Con il debutto di Jackie Robinson nel 1947, ed il particolare contratto che stabiliva che da quel momento egli non avrebbe avuto alcun “obbligo scritto e morale” nei confronti di altri club, si aprì, pur se gradualmente, l’integrazione degli afroamericani nelle squadre della Major League e di pari passo la qualità delle franchigie composte da negri ancora in vita andò lentamente peggiorando sino a che la “Negro American League” nel 1951 decise di chiudere.

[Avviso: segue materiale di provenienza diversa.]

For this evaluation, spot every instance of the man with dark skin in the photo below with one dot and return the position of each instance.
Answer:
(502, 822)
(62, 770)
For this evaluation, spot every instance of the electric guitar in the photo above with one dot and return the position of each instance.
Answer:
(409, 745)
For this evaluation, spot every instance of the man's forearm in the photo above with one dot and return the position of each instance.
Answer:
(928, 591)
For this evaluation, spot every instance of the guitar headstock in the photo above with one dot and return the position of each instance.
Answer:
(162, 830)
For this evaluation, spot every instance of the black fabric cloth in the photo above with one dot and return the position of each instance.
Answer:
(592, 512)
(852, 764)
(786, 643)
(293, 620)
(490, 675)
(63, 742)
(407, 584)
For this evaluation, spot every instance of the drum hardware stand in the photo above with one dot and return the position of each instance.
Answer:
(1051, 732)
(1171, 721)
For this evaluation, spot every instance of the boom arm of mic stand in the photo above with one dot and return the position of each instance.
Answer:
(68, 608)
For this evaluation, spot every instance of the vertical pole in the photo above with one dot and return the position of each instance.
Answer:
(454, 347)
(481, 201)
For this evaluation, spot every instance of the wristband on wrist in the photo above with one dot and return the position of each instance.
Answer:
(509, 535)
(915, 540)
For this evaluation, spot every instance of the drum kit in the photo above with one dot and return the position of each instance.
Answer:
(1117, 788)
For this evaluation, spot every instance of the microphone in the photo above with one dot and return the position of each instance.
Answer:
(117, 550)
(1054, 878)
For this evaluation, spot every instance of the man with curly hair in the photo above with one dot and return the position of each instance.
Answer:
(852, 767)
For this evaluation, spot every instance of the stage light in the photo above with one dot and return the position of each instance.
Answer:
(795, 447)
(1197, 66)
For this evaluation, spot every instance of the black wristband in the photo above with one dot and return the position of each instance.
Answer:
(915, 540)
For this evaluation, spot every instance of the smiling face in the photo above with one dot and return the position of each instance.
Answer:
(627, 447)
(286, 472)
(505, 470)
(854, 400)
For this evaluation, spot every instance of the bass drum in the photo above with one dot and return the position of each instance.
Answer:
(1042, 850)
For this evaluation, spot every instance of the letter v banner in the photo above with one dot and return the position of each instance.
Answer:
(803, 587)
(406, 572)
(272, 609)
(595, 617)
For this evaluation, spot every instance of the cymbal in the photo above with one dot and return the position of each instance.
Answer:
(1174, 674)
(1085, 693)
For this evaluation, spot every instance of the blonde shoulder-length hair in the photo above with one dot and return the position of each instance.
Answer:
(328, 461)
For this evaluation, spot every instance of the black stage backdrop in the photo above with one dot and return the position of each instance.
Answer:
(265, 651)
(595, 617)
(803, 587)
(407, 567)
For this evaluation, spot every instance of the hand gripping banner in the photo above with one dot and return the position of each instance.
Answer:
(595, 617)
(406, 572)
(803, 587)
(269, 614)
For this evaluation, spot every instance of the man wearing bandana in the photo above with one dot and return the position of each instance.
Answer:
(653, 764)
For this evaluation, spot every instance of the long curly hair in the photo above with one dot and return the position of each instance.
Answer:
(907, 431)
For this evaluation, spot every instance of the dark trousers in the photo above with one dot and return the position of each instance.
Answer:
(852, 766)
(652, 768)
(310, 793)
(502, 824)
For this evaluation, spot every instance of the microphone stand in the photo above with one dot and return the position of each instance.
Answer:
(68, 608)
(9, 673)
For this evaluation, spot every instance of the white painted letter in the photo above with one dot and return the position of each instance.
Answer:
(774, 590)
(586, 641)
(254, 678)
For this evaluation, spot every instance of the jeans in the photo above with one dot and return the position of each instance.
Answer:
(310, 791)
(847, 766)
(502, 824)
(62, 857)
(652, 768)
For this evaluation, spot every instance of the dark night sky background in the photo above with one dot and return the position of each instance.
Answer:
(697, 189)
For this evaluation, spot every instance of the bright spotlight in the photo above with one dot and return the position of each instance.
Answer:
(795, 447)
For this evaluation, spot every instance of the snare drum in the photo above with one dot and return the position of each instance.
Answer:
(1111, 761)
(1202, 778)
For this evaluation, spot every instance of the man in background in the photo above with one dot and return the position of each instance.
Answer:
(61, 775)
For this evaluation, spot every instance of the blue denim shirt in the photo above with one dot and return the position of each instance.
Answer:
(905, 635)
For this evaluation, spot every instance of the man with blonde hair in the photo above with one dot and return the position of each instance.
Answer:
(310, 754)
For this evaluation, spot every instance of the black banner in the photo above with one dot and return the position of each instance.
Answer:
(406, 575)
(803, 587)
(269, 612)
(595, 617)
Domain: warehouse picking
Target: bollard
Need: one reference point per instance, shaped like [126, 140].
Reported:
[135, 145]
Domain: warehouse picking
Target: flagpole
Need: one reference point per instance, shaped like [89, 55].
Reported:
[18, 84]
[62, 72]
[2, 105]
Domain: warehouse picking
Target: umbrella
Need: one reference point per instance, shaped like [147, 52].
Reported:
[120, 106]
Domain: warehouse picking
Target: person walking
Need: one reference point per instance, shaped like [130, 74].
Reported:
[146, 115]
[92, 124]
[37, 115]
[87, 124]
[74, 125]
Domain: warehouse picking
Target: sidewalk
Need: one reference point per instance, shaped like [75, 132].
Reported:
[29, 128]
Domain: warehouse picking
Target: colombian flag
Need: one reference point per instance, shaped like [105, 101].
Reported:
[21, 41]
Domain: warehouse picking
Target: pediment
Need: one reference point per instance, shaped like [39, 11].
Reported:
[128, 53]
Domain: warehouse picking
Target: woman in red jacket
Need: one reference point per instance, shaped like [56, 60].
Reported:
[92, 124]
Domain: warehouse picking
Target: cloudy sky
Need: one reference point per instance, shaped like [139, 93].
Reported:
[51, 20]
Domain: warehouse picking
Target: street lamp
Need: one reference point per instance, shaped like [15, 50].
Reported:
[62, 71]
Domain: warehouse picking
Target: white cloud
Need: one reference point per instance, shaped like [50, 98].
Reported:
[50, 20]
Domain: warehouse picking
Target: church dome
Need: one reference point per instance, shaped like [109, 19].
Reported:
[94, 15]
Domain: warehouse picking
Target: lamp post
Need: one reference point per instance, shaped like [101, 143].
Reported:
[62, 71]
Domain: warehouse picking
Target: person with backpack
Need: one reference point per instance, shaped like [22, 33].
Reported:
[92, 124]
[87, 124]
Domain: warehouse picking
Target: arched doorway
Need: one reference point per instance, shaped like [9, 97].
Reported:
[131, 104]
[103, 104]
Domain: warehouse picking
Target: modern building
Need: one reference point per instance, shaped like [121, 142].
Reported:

L’ultimo club professionistico, i “Clowns” di Indianapolis restò in attività dagli anni 60 agli anni 80 prodigandosi a presentare il baseball come uno spettacolo umoristico piuttosto che competitivo. 

Nella foto  Satchel Paige alla Negro League
Nella foto Satchel Paige alla Negro League

E’ tuttavia da rimarcare che il tardivo avvento di  Jackie Robinson lasciò dietro di sé molte stelle della Negro League, troppo vecchie ormai per esibirsi al massimo livello davanti a un nuovo pubblico. 

 

Solo Satchel Paige fu una gloriosa eccezione divenendo nel 1948 il più vecchio "novellino" delle Major all'età di quarantadue anni.

 

Però personaggi come  Rube Foster o Judy Johnson o Martin Dihigo o Oscar Charleston rimasero impolverati nei cassetti della memoria. 

 

Fu  grazie a Ted Williams comunque che nel 1966, dopo un suo appassionato discorso verso le capacità di questi Negro Leaguers, la Commissione per l’induzione nella Baseball Hall of Fame incominciò a correggere quelle dimenticanze come fossero errori storici.

 

Certamente le targhe nella Galleria della Hall of Fame vanno sempre a puntualizzare di un giocatore anche la sua vittoria sui pregiudizi, il superamento delle privazioni, la sua lotta per il riconoscimento, la sua tenacia e la sua adattabilità  come è avvenuto poi per Willie Mays, Ernie Banks e Hank Aaron ma solo l’eterno Satchel Paige, lui dal controllo impeccabile e dalla sorprendente be-ball, è l’unico ad essere stato una stella di prima grandezza sia nella Negro League sia nella Major League poiché lui è sempre stato la spettacolare "attrazione", come ebbe a scrivere ironicamente nella sua autobiografia.

 

Sotto un raro filmato a colori del 1949 con Satchel Paige sul monte

Tuttavia si è del parere che nonostante tutti i buoni propositi non si possono confrontare con i dati statistici le qualità di Buck Leonard, noto come "The Black Lou Gehrig", o quelle del suo compagno di squadra Josh Gibson, lui invece noto come "The Black Babe Ruth" poiché essi sono stati raccolti in campionati dalle diverse sfumature e da non precisi ed omogenei indirizzi.

 

Dunque inutili i lavori di classificazione di circa quattrocento giocatori che hanno giocato nella Negro League dal 1920 al 1948 poiché essi sono personaggi di un altro segmento da evidenziare invece a parte come testimonianza di una storia, quella della Negro National League, che ha saputo realizzare e movimentare eccellenti opportunità imprenditoriali, personalità orgogliose ed inarrivabili ed una vincolante cultura che non possono e non devono essere confuse.